The controversial “bad faith” auto insurance bill gets final votes in the Assembly and Senate on Monday. While sponsors maintain bill A-1659/S-1559 is to protect consumers, NJBIA and a host of other groups say it will just lead to litigation for insurance companies and drive up the costs for policyholders – who can tell lawmakers to vote “no.”
“While portrayed as ensuring that auto insurance companies act in good faith when settling uninsured and underinsured policy claims, this bill has nothing to do with such concerns…and everything to do with enriching plaintiffs’ attorneys by tipping the balance of negotiating power into their hands,” NJBIA Vice President of Government Affairs Ray Cantor said in testimony to the General Assembly.
Cantor added that the New Jersey Department of Banking and Insurance already has the authority to investigate unfair acts and claims by insurers.
The proposed “New Jersey Insurance Fair Conduct Act,” he said, would cause insurance companies to face significant liabilities if they do not give a plaintiff everything they demand – no matter the merits or frivolity of the claim.
In 2004, Gov. James McGreevey and the Legislature set forth a series of auto insurance reforms to control the cost of automobile insurance, amid insurers leaving the New Jersey market.
“They solved an automobile insurance crisis that hurt every New Jerseyan, especially those with limited resources and those living in our urban areas,” Cantor said.
“This legislation, if enacted, will take a step back to the bad old days when insurers were fleeing the market and costs were skyrocketing. It will drive up the cost of auto insurance premiums and take us back to the path of New Jersey once again leading the nation in the highest auto insurance rates.”
The bill also provides for employee liability, which courts around the country have rejected. And even if carriers step in to accept liability for them, employees will be forced to disclose legal actions against them when applying for a mortgage, lease, student loan or other creditors, Cantor said.

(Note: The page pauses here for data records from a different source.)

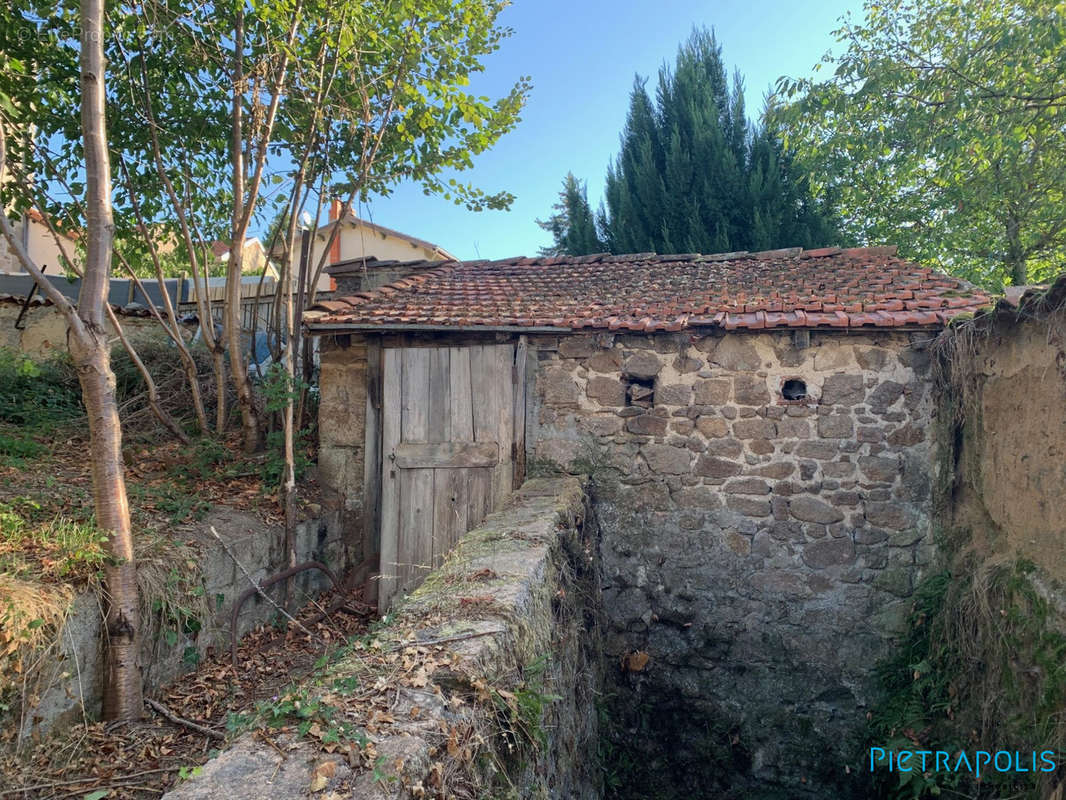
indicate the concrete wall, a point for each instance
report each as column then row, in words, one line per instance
column 758, row 550
column 1010, row 464
column 73, row 680
column 342, row 436
column 41, row 245
column 43, row 333
column 533, row 635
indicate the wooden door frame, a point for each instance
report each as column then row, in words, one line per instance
column 522, row 372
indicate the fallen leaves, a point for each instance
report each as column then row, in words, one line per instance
column 321, row 774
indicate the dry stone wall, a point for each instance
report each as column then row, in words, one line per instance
column 759, row 549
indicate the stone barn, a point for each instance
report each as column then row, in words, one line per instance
column 761, row 437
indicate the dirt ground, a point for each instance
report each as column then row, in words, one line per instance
column 144, row 758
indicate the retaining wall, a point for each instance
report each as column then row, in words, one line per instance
column 512, row 622
column 71, row 681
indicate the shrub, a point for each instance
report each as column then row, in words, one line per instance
column 37, row 394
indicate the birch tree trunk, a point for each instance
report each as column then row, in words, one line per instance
column 89, row 348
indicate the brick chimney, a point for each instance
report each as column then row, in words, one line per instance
column 335, row 206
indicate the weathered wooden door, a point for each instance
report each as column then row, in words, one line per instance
column 449, row 422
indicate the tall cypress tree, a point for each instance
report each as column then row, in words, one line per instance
column 693, row 175
column 572, row 227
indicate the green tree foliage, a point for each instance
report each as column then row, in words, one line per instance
column 695, row 176
column 372, row 93
column 943, row 128
column 572, row 226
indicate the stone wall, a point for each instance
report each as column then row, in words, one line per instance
column 342, row 436
column 70, row 684
column 513, row 613
column 758, row 549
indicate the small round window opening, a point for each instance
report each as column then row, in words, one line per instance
column 794, row 389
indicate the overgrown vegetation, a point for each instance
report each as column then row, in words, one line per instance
column 982, row 667
column 33, row 544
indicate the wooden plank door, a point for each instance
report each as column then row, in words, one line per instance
column 448, row 434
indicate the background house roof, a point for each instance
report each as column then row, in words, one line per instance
column 784, row 288
column 351, row 219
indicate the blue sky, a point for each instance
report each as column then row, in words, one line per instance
column 582, row 57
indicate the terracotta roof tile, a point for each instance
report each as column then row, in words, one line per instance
column 644, row 291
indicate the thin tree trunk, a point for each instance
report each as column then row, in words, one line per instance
column 89, row 347
column 86, row 338
column 171, row 324
column 231, row 312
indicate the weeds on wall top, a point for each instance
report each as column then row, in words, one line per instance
column 982, row 667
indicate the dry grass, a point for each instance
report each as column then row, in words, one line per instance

Anyone who would like to take action to tell the Legislature and Gov. Phil Murphy to vote no on the bill, can go to this forum here.
“New Jersey already has some of the highest property taxes, the highest corporate business tax, one of the highest outmigration rates, and a burdensome regulatory environment,” Cantor said. “Our citizens want New Jersey to be more affordable, not less. We solved the auto insurance crisis 20 years ago. Let’s not make the same mistakes again.”